Location
- School Road Rubery, West Midlands, B45 9EL England
- Coordinates: 52°23′29″N 2°01′52″W﻿ / ﻿52.39136°N 2.03123°W

Information
- Type: Academy
- Founder: Matthew Scanlon
- Local authority: Worcestershire
- Specialist: Business and Enterprise College
- Department for Education URN: 138664 Tables
- Ofsted: Reports
- Chair: Eric Hogg
- Headteacher: Tom Preston
- Gender: Mixed
- Age: 11 to 19
- Enrolment: 710
- Website: http://www.waseleyhills.worcs.sch.uk/

= Waseley Hills High School and Sixth Form Centre =

Waseley Hills High School and Sixth Form Centre is a mixed secondary school and sixth form with academy status in the town of Rubery, on the border of the county of Worcestershire and the city of Birmingham, England, at the base of the Waseley Hills Country Park.

The school with its dedicated sixth form centre has about 710 students on roll. The school also has specialist hearing impaired provision, and a specialist able autism base.
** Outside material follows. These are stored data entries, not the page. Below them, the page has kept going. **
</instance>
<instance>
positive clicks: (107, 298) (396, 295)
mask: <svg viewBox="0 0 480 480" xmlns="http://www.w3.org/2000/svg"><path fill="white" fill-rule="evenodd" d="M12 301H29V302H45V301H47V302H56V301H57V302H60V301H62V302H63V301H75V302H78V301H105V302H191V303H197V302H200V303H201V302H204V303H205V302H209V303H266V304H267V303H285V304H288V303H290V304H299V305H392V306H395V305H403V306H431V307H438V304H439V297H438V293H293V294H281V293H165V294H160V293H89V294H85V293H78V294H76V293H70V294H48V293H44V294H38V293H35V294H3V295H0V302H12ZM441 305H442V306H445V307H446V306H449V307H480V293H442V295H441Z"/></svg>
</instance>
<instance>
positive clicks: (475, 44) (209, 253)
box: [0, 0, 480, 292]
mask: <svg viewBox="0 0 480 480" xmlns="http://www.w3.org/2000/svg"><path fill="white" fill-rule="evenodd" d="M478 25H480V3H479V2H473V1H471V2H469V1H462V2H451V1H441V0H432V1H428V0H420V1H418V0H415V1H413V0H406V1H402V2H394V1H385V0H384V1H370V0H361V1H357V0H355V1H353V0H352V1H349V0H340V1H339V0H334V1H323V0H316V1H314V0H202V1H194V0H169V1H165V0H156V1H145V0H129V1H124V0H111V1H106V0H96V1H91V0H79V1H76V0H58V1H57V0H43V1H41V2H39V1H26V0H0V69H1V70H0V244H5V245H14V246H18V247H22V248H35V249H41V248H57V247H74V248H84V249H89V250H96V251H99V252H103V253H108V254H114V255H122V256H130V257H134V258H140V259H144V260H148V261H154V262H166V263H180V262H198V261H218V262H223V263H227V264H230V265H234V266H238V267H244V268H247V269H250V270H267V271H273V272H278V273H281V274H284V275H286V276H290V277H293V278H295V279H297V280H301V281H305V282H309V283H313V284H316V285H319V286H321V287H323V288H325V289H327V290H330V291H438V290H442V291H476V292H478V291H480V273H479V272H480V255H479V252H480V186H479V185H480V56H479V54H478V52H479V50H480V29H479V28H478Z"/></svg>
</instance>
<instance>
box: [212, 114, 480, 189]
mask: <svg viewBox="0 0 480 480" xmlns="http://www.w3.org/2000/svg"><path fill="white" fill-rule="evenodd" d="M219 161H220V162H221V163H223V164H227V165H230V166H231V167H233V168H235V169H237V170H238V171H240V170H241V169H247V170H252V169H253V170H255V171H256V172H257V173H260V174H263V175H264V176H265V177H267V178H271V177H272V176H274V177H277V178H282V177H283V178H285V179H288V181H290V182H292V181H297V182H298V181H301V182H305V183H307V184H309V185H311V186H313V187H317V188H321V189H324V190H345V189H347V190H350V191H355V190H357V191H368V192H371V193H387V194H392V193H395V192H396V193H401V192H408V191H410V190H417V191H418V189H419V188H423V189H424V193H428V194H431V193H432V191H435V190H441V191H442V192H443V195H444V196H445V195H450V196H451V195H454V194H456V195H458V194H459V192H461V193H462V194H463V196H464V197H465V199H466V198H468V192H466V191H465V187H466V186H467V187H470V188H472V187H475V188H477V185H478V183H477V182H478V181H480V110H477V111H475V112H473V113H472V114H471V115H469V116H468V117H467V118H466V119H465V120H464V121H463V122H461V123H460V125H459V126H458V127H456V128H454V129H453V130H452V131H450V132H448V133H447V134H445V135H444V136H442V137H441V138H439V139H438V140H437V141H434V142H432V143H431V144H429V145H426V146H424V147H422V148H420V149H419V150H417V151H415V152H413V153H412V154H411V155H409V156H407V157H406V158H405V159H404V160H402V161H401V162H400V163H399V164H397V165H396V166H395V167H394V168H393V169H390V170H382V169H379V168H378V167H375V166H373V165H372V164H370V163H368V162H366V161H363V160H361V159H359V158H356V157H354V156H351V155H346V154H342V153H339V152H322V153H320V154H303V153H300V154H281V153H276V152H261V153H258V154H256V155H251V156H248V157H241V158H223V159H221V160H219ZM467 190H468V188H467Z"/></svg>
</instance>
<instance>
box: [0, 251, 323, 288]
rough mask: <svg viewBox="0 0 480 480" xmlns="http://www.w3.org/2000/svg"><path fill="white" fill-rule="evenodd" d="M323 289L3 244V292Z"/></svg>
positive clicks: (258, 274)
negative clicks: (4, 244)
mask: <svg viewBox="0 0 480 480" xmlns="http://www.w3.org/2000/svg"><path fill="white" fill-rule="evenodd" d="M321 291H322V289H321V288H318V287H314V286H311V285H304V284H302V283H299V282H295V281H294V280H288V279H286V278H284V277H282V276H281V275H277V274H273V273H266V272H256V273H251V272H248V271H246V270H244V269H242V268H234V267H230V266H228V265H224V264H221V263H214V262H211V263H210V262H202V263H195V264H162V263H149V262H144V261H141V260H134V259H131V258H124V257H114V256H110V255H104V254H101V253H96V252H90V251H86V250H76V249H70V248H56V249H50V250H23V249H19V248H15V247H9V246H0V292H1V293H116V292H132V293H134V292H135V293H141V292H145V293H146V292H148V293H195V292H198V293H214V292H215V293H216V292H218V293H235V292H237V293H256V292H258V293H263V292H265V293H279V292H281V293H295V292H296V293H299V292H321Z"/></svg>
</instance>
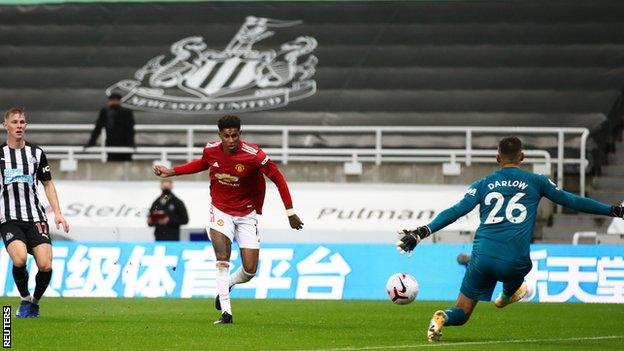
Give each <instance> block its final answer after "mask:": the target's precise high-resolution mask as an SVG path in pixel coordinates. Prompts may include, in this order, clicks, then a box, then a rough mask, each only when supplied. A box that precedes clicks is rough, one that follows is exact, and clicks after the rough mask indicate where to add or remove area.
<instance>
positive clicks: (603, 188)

It has gained a number of awards, including the Artsmark award in the academic term 2005/2006.

The school's catchment area includes the surrounding primary schools of Lickey Hills Primary, Holywell Primary, and Beaconside Primary and Nursery.

Waseley converted to academy status in September 2012.

Waseley was identified as one of the poorest performing schools in England (2017–18)

A 2010 Ofsted report accorded the school a Grade 3 (satisfactory).

A 2018 Ofsted report accorded the school a Grade "requires improvement" . The school still remains in this category as of March 2021.